In Ellis Island hatte ich einen Türken getroffen, der vor zehn Jahren schon einmal in Amerika gewesen war. Ich wußte nicht, weshalb man ihn jetzt nicht wieder einreisen ließ; ich fragte auch nicht danach. Ich hatte zu oft erlebt, daß man Leute auswies, einfach weil sie lebten. Der Türke gab mir die Adresse eines Russen, der in New York wohnte und dem sein Vater einmal auf der Flucht vor zwanzig Jahren in Konstantinopel geholfen hatte. Der Türke hatte ihn einmal besucht; er wußte aber nicht, ob der Russe noch lebte. Als ich freigelassen wurde, ging ich trotzdem sofort hin. Es war selbstverständlich, daß ich das tat; ich hatte seit Jahren so gelebt. Leute, die auf der Flucht waren, mußten durch Zufälle weiterleben, und je unwahrscheinlicher sie waren, desto normaler kamen sie einem vor. Es waren die Märchen von heute; sie waren nicht sehr erheiternd, aber sie gingen überraschenderweise oft besser aus, als man erwartete.

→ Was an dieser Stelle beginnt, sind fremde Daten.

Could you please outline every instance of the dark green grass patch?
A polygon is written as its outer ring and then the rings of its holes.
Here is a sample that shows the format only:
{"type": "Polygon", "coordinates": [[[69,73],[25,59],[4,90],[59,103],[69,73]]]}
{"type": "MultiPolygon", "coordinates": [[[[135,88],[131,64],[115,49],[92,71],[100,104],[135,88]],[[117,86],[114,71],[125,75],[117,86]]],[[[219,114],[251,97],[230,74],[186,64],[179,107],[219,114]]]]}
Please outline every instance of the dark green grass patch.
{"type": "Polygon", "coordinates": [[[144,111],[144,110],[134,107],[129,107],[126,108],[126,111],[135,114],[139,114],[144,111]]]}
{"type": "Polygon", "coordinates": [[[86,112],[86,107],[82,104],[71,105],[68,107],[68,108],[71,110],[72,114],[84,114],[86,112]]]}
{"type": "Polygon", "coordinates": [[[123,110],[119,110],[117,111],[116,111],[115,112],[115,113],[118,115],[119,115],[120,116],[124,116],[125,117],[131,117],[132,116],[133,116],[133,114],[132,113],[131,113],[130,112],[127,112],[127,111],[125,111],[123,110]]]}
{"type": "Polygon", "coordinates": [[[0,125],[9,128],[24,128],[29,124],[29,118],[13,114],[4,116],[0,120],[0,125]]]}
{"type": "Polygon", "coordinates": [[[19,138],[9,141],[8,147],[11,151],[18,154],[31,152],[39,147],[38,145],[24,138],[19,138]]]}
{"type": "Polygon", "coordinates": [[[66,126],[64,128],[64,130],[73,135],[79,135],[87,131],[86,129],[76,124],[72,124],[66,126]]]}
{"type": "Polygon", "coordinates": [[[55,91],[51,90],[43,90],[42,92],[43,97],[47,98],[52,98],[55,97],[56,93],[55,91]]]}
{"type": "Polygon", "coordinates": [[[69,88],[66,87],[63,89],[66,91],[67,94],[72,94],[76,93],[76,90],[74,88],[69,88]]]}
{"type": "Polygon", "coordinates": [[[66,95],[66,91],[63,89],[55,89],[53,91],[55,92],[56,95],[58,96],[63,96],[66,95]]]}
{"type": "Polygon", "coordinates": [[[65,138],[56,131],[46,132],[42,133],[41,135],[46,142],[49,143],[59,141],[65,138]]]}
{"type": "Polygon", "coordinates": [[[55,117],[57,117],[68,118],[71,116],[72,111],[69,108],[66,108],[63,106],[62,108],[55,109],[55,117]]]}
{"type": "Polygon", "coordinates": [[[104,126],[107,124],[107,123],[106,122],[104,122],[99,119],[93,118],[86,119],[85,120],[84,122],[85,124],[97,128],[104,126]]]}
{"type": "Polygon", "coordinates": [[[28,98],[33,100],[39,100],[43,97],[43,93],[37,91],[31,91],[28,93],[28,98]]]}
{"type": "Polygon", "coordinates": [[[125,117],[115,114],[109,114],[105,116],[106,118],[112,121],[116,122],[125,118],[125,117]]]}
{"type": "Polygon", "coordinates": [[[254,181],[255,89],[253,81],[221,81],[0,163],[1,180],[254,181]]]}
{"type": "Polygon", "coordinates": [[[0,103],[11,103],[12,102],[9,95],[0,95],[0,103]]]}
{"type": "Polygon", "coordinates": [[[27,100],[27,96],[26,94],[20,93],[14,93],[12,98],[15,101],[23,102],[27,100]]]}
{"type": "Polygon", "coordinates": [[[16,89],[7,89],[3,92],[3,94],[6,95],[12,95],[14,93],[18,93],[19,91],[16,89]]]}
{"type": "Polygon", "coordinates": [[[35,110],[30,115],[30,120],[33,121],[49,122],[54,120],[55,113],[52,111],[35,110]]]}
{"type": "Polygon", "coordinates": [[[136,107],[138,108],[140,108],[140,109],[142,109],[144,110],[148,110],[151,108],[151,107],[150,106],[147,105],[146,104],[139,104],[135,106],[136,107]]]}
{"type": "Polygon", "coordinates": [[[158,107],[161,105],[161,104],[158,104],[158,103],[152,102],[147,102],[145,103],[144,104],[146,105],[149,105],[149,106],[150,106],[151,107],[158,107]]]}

Der Russe lebte in einem kleinen, sehr heruntergekommenen Hotel in der Nähe vom Broadway. Er nannte sich Meukow und nahm mich sofort auf. Als alter Emigrant hatte er einen Blick für das, was mir fehlte: ein Unterkommen und Arbeit. Das Unterkommen war leicht gefunden; er hatte eine zweite Bettstelle, die er in seinem Zimmer unterbrachte. Zu arbeiten war mir mit einem Touristenvisum verboten, ich hätte dafür ein anderes haben müssen: ein Einreisevisum mit einer Quotanummer. Ich mußte also heimlich arbeiten. Ich kannte das aus Europa, und es störte mich nicht besonders; ich hatte auch noch etwas Geld.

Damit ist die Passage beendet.